Sep 18th 2019

Illinois Tech Students Present Exhibit of Chicago and Hamburg Architecture for 2019 Biennial

Doppelgänger, an architecture exhibit two years in the making, is on its way to Chicago, where it will go on display at Mana Contemporary, an art gallery housed in a former ComEd warehouse in the city’s Pilsen neighborhood.

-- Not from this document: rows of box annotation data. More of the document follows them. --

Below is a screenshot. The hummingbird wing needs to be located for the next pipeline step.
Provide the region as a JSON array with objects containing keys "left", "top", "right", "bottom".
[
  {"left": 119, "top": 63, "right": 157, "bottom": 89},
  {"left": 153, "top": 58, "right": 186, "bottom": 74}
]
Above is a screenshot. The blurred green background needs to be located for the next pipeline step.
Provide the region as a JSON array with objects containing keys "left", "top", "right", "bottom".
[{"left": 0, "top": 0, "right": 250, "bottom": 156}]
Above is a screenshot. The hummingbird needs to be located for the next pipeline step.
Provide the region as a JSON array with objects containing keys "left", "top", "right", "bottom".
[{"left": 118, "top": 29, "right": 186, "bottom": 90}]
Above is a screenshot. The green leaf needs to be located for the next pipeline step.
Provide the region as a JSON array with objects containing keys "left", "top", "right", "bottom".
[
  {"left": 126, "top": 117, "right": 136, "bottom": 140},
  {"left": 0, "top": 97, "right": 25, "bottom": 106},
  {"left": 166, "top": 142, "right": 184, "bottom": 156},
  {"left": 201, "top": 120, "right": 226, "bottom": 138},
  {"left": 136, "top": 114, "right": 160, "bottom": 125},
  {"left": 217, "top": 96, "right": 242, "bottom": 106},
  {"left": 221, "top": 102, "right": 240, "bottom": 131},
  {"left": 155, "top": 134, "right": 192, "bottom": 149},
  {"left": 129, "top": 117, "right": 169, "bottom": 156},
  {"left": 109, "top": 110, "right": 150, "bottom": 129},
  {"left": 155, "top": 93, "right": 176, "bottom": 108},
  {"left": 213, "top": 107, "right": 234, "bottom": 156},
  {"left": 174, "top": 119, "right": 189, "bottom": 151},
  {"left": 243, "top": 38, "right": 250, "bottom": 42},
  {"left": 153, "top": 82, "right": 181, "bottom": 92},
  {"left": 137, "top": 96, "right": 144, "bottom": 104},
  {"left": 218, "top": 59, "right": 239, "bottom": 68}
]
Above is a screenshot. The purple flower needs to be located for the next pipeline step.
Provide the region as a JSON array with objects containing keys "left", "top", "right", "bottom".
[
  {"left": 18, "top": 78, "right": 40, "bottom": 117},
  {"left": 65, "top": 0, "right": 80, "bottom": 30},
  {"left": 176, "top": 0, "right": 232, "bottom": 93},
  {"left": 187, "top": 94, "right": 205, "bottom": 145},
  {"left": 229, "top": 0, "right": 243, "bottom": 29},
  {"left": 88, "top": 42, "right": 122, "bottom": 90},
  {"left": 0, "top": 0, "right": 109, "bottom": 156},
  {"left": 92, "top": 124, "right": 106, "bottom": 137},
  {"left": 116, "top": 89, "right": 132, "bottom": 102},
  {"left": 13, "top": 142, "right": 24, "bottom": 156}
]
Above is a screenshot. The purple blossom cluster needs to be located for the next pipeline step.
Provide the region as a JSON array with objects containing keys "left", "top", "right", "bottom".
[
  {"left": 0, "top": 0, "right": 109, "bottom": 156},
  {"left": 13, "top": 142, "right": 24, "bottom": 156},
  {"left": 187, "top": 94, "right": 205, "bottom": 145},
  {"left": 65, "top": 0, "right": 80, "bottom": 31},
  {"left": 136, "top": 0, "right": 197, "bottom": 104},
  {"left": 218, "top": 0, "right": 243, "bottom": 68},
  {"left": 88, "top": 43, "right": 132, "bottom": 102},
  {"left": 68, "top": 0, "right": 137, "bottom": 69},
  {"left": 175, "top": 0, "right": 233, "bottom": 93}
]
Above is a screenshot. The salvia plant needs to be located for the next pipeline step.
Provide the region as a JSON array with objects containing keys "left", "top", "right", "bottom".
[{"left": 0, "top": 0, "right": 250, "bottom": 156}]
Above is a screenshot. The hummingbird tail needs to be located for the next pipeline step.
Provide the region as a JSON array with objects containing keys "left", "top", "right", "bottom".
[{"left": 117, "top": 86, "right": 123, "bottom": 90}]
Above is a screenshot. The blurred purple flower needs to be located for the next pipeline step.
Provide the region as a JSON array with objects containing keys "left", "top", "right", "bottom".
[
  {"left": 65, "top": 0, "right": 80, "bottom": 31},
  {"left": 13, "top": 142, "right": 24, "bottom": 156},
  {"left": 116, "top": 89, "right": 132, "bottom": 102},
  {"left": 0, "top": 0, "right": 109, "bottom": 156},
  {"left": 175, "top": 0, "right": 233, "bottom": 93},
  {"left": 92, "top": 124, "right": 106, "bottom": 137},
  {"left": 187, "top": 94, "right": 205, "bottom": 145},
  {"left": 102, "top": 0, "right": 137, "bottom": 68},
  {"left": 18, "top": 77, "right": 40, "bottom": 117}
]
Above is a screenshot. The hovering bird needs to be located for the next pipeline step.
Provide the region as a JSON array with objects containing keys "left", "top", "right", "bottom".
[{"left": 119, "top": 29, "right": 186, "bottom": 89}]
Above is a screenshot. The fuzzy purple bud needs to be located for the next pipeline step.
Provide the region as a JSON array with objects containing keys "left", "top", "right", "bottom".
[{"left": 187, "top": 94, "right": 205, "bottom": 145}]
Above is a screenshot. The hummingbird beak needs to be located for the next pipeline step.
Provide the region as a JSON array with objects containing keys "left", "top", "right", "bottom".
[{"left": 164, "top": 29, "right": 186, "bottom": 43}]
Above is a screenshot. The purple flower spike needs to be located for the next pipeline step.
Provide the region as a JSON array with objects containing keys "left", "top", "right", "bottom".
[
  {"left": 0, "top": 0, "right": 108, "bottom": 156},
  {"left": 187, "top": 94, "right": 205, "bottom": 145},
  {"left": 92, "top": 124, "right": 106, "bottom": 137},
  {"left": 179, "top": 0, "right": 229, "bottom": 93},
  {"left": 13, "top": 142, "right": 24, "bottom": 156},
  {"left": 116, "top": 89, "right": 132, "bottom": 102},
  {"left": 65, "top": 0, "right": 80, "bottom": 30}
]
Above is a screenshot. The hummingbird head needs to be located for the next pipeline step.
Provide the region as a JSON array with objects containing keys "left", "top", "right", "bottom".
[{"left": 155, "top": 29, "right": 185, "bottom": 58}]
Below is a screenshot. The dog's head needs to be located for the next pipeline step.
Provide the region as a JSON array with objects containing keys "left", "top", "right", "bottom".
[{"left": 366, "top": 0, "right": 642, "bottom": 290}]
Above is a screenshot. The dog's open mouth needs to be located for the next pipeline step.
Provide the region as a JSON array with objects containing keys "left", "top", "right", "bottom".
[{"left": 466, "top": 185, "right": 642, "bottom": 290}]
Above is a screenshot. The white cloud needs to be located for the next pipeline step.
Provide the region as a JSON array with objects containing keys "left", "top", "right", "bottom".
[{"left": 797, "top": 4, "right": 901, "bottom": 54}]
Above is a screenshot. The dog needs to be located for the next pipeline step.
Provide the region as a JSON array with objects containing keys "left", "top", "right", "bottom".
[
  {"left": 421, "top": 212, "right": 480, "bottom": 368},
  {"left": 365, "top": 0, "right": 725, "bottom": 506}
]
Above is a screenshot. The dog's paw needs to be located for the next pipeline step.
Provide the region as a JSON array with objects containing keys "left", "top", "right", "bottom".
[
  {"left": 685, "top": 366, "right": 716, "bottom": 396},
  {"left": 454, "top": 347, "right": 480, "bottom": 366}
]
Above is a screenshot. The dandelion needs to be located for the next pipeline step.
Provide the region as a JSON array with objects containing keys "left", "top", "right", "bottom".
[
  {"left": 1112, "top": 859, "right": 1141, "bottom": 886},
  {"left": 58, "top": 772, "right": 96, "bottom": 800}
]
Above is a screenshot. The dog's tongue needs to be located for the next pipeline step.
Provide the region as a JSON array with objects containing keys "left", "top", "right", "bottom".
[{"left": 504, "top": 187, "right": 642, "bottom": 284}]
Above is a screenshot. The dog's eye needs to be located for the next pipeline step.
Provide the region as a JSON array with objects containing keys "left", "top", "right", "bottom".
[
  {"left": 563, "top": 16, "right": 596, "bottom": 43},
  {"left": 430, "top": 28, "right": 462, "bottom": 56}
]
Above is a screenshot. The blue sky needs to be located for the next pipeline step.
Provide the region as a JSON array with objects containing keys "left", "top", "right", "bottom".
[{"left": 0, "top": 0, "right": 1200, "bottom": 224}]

The exhibit is the product of a collaboration between students at Illinois Institute of Technology’s College of Architecture who took part in last year’s Hamburg Semester Abroad program, led by Adjunct Professor Martin Kläschen, and students from the HafenCity University Hamburg. It will open on September 22 as part of the Chicago Architecture Biennial.

The use of the term doppelgänger—the word coined by German author Johann Paul Richter in 1796 to refer to a person’s seemingly identical lookalike—reflects and celebrates the analogous nature of Chicago and Hamburg. The two metropolises have been sister cities for 25 years, but the parallels run further: both are global trade centers located on large bodies of water, were impacted by catastrophic fires in the nineteenth century, and are renowned for their stunning and diverse architecture.

As such, the research and work presented by the students of Illinois Tech and HafenCity University highlight the similitude of the two cities. One project, an interactive wall superimposing the distinctive skylines of Hamburg and Chicago, reveals both the contrasts and similarities of the two. Another consists of models of the elevated transit systems of both cities that encircle their downtown areas—Chicago’s CTA “Loop” and Hamburg’s U-Bahn U3 line.

While the exhibit will be in Chicago for the first time in September, Doppelgänger has already been on display at an art space in Hamburg for the city’s Architektur Sommer architecture festival—appropriately, it was shown at Kraftwerk Bille, another energy company’s former warehouse turned exhibition space.

“We want visitors to come away with a newfound awareness of urban water bodies as civic spaces, and new ideas for how we can engage and inhabit postindustrial water sites,” says Kläschen.